Web Scraping and Analyzing Stock Data
Web Scraping and Analyzing Stock Data
This project involves web scraping and analyzing stocks data of Tesla and GameStop. It
was completed in complying with a project-based course, 'Python Project for Data
Science', offered online by IBM. It employs a battery of popular Python libraries for
data scraping and data analysis, including: 'yfinance' to extract stock data from Yahoo
Finance, a quintessential platform for accessing financial news and reports; the
'beautiful soup' library for parsing HTML documents; and 'pandas' and 'plotly' libraries
for data analysis and visualization. Employing these libraries, I'll web scrape stock as
well as (quarterly) revenue data for each of Tesla and GameStop, and then visualize
their changes over time on a simple interactive dashboard.

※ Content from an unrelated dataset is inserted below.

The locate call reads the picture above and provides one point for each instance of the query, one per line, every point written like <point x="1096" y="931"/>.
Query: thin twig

Overall, this project cover a range of data science tasks, including:
Web scraping stock and revenue data
Cleaning up and updating data
Data parsing
Creating an interactive dashboard for visualizing data
The data being analyzed for this project consist of the stock data and revenue amounts (particularly,
quarterly revenue) for each of the companies Tesla and GameStop. The stock data for both
companies are scraped from Yahoo Finance, which provides financial records of Tesla's stock dated
since 2010 and GameStop's stock dated since 2002 and up to the present day. As for the revenue
data, Tesla's quarterly revenue are scraped from www.macrotrends.net, a platforms that also
publishes financial records and reports. However, the quarterly revenue data of GameStop are
scraped from a special link provided by IBM for the original project course. I've used here IBM's link
for this task especially as it provides the quarterly revenue data for GameStop dated since 2005
whereas websites like 'macrotrends' publishes financial records that date no earlier than 2009.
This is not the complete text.